Política

Como as anistias da Ditadura Militar ensina sobre as atuais


03/06/2025

Ato pela anistia na Praça da Sé, em São Paulo (foto: Ennco Beanns/Arquivo Público do Estado de São Paulo) Fonte: Agência Senado

Paulo Nascimento

Do Império até os tempos atuais, a anistia é um recurso jurídico que vem tendo uso político por governantes para garantir a estabilidade nacional e suprimir movimentos políticos contrários. O Portal WSCOM vem produzindo uma série de reportagens sobre a anistia ao longo da história do Brasil e as várias formas em que o recurso jurídico foi usado. Esta é a quarta reportagem desta série e recorda a anistia garantida ao fim da Ditadura Militar. Em conversas com historiadores e analistas, nossa reportagem refletiu sobre o momento político culminando na Lei da Anistia de 1979 e os seus frutos. 

Há quarenta e seis anos o Congresso discutiu novas propostas para conceder o perdão para os militares acusados de tortura na Ditadura Militar. Uma estratégia que já foi esclarecida ao longo dessa série de matérias sobre como as anistias se tornaram uma ferramenta importante para a paz prevalecer na nação.

No Congresso Nacional estão sendo discutidos projetos de Lei, como exemplo o PL 2.706/2024, cujo tem o propósito de anistiar todos os investigados de invadir as sedes dos Três Poderes em Brasília.

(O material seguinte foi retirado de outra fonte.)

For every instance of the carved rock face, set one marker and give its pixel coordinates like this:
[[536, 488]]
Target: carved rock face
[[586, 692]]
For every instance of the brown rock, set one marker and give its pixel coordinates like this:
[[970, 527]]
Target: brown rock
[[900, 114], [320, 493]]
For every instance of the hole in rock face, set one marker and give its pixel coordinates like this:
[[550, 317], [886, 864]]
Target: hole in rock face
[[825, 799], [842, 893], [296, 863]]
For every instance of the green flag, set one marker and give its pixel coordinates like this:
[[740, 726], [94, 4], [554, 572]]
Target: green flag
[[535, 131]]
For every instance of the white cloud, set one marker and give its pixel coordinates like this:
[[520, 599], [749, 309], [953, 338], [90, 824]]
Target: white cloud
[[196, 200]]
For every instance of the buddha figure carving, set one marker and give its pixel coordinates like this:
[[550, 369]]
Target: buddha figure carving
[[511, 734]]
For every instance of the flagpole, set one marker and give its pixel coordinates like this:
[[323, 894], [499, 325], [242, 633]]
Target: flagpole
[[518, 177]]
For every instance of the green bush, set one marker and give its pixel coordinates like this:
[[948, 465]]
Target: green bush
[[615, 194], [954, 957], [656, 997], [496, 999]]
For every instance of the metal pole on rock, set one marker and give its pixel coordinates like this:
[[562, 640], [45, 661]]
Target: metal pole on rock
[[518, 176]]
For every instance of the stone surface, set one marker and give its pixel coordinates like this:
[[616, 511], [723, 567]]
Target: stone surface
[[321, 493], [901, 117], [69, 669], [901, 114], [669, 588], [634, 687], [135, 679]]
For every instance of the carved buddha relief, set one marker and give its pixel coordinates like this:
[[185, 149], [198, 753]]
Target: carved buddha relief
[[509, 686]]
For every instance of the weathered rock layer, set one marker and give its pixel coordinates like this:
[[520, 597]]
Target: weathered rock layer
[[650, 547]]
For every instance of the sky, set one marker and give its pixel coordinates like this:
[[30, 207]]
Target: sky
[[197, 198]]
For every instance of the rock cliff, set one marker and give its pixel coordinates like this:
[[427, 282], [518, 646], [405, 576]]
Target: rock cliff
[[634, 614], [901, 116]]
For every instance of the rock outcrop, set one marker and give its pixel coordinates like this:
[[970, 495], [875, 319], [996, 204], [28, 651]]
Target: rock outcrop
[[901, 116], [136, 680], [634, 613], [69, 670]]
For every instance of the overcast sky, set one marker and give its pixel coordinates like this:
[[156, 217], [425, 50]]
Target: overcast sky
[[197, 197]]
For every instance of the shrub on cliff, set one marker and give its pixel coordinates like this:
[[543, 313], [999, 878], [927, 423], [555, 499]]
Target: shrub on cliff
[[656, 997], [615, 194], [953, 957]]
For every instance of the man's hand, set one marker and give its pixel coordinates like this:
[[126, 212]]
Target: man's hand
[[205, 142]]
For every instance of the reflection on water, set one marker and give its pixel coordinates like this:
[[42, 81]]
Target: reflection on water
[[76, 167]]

Os apoiadores dessas pautas, muitos desses eleitores do ex-presidente Jair Bolsonaro, argumentam que muitos dos presos eram manifestantes pacíficos e estavam usando a liberdade da democracia para manifestar as suas vontades sobre as eleições de 2022. Entre esses defensores estão senadores como Hamilton Mourão (Republicanos-RS), Marcio Bittar (União Brasil-AC) e Rosana Martinelli (PL-MT).

“É inadmissível comparar manifestações com a tentativa de subversão da ordem democrática e destruição dos poderes da República”, argumenta o senador Humberto Costa (PT-PE). Já Otto Alencar (PSD-BA) ressalta: “Aqueles que invadiram os prédios públicos não estavam protestando, estavam tentando impor, pela força, a vontade de uma minoria sobre as instituições legitimamente constituídas.” 

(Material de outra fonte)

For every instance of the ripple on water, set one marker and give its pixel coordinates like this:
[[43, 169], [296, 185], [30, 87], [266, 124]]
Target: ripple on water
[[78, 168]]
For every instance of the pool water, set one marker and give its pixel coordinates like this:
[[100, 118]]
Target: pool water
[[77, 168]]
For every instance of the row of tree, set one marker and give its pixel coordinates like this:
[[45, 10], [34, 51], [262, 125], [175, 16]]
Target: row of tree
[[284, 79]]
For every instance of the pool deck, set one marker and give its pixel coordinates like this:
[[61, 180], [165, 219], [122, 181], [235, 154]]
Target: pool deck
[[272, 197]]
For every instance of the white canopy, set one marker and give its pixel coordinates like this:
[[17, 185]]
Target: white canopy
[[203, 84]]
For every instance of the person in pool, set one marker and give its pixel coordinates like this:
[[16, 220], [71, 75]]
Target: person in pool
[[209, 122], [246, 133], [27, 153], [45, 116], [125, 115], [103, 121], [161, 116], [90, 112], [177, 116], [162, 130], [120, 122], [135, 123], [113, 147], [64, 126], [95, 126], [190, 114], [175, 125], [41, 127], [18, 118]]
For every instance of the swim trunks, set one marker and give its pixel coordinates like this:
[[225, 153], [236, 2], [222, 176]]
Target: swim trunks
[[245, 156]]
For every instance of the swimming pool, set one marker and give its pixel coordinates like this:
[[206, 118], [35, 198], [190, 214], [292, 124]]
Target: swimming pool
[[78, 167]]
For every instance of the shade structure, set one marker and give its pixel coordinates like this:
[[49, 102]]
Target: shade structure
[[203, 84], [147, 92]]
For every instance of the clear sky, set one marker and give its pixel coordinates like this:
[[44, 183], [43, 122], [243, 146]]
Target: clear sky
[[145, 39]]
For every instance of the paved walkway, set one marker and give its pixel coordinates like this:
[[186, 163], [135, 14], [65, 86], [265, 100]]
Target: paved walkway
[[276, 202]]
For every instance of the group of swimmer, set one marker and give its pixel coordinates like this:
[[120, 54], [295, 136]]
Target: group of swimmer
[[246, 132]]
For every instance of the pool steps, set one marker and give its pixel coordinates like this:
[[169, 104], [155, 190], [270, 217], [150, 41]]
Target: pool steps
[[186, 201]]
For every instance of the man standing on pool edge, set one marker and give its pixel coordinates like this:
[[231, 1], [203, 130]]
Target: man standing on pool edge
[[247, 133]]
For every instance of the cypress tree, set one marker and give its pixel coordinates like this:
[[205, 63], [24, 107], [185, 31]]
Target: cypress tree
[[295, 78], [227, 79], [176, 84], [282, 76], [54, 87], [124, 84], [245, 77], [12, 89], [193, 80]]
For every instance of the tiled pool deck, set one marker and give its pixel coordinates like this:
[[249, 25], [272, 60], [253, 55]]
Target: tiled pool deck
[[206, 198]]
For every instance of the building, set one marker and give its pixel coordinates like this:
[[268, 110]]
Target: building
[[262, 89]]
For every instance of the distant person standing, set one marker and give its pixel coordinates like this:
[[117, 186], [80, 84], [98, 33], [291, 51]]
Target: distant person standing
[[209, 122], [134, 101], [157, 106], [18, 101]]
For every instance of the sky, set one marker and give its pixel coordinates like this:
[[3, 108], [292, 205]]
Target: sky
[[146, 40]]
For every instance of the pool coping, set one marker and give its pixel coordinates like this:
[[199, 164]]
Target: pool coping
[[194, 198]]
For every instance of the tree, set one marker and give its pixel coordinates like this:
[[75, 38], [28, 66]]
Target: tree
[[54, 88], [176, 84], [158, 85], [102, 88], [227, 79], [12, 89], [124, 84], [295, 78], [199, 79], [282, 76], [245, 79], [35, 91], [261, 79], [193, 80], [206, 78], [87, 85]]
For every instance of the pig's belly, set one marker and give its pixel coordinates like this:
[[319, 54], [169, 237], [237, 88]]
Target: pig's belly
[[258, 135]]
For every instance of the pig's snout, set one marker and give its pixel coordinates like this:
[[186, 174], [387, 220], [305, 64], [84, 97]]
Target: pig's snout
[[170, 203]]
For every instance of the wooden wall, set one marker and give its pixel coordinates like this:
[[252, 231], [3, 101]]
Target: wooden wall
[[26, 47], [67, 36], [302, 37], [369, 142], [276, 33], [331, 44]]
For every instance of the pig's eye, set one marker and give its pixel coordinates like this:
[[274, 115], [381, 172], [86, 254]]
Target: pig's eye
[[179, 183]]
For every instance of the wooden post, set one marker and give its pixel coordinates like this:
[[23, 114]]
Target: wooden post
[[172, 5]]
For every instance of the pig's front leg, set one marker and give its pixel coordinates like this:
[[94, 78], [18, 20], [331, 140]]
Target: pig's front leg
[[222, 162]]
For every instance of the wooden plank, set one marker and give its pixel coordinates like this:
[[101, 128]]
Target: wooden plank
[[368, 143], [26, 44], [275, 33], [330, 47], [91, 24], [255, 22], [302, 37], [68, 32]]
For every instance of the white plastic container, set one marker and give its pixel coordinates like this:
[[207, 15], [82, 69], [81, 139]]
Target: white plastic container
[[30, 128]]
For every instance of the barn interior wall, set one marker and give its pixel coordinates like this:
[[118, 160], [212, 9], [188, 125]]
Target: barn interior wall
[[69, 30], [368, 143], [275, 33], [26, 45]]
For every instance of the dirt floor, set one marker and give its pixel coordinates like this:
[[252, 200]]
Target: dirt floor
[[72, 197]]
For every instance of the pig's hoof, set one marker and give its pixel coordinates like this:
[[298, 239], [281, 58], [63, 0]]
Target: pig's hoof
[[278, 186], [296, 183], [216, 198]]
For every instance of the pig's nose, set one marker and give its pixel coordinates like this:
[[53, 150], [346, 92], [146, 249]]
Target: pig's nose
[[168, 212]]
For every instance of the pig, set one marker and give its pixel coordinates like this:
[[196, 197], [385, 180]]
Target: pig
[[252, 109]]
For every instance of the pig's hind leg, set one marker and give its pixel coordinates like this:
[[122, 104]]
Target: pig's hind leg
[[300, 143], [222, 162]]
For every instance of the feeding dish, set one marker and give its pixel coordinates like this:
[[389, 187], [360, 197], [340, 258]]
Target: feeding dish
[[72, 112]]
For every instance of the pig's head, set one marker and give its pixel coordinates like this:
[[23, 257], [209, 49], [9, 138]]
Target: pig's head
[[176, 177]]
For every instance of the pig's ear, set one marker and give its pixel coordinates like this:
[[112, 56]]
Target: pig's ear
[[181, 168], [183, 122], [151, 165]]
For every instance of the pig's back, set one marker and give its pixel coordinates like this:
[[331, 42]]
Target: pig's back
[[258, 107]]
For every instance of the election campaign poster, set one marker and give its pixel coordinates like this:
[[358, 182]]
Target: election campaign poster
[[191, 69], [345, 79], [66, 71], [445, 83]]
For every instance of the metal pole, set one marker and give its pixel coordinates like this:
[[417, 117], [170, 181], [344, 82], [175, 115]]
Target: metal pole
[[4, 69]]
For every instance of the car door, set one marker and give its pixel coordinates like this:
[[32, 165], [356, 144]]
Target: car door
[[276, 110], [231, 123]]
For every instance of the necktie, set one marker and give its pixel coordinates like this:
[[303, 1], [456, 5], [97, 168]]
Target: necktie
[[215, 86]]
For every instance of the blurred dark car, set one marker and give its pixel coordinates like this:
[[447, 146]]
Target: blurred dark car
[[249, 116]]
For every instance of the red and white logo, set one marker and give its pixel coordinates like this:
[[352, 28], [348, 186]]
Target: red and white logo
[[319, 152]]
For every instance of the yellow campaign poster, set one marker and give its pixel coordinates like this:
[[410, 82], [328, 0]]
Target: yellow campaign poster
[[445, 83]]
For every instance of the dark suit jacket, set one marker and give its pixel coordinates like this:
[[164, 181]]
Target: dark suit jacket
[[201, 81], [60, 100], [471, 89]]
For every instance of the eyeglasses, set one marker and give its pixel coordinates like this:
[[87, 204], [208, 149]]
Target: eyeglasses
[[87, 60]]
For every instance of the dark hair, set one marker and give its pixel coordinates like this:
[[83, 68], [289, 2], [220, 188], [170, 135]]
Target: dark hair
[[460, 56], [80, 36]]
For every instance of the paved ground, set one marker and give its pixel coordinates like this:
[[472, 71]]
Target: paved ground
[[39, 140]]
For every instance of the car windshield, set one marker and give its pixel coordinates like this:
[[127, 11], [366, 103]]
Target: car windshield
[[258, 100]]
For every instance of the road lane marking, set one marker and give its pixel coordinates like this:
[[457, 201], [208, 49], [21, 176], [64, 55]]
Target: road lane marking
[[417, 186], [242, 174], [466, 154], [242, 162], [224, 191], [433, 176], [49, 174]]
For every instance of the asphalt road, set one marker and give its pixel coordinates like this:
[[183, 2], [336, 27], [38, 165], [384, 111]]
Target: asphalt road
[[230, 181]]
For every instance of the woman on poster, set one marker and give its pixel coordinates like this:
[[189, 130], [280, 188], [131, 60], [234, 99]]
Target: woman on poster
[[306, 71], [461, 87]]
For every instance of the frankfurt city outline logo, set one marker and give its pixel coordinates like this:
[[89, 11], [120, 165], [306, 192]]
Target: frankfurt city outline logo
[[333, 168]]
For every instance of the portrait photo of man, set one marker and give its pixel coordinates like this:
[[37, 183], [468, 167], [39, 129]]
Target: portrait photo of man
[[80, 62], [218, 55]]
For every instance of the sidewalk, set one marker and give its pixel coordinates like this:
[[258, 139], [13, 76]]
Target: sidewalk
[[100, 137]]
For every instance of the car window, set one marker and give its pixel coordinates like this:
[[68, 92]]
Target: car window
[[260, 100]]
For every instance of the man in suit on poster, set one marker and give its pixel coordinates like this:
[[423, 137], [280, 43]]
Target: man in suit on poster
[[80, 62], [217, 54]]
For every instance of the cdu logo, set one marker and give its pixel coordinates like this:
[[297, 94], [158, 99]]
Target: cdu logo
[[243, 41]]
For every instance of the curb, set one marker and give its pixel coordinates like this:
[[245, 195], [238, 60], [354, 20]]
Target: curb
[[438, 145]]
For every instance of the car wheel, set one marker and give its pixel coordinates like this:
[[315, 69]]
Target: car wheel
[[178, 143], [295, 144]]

Uma pesquisa do Instituto Datafolha realizada em abril deste ano mostrou que 62% da população brasileira é contrária à anistia para os participantes do 8 de janeiro.

Um reflexo do passado?

A reflexão deste assunto, veio o debate de comparação com as anistias dada pelo então presidente militar João Figueiredo na redemocratização da história do Brasil. Na época as anistias foram concedidas por pressões crescentes da sociedade civil lideradas pelo Comitê Brasileiro pela Anistia (CBA),  em meio ao processo de “abertura lenta, gradual e segura” iniciado por Ernesto Geisel. Com isso, foram liberados vários políticos e permitiu o retorno deles na política, como também concedeu o perdão para os agentes do Estado responsáveis pelas torturas. 

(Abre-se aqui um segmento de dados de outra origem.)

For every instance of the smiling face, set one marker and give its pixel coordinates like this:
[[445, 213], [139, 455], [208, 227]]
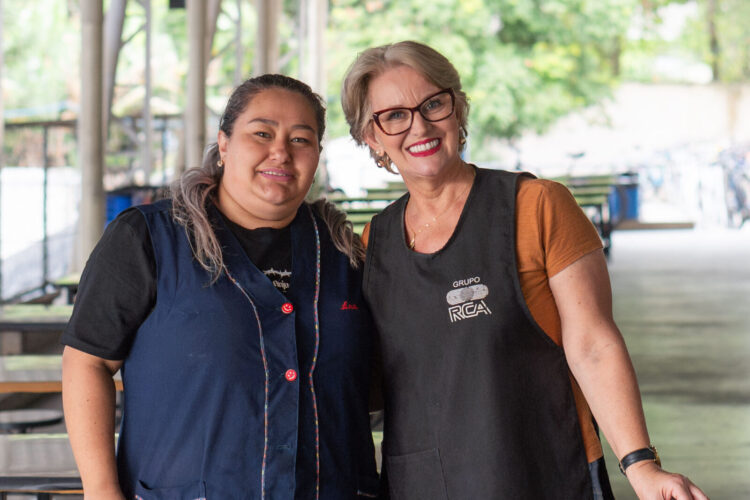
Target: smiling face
[[269, 160], [427, 149]]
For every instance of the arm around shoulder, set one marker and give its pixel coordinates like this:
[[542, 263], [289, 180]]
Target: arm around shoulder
[[89, 405]]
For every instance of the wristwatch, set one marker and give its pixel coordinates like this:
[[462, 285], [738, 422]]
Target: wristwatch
[[649, 453]]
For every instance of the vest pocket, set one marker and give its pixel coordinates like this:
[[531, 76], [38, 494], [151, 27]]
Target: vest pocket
[[416, 476], [191, 491]]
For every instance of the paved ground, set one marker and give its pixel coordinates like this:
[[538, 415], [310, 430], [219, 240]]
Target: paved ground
[[682, 301]]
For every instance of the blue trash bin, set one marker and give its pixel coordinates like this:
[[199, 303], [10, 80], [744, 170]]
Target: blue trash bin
[[116, 203]]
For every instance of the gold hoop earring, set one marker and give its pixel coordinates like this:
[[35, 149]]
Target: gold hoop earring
[[382, 160]]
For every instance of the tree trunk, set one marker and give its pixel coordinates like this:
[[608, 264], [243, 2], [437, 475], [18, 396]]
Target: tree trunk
[[714, 40]]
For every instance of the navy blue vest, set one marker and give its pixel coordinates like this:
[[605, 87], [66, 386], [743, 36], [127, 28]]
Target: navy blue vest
[[478, 402], [234, 391]]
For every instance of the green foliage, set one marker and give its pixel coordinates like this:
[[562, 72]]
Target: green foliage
[[41, 45], [524, 63]]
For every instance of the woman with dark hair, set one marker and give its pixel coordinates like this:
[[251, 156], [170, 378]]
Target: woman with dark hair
[[234, 314], [490, 293]]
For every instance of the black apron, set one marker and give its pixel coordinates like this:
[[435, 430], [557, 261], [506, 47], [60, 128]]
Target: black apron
[[478, 402]]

“A anistia de 1979 foi, na verdade, uma anistia recíproca apenas na aparência. Foi elaborada de cima para baixo, e incluía os algozes sob o mesmo manto do perdão destinado às vítimas”, comentou o historiador e cientista político Flávio Lúcio Vieira, “Ela serviu como alicerce para o pacto de conciliação que viabilizou a redemocratização, mas ao custo da impunidade dos torturadores.”

A anistia de 2025: um novo pacto ou um retrocesso?

As comparações das anistias desses dois períodos mencionados levantam análises importantes como se é válido o perdão para aqueles que colocaram a democracia do País em risco e se as anistias atual poderia se repetir em 1979, os militares criaram um ciclo de impunidades para manifestantes que atacassem o regime militar? 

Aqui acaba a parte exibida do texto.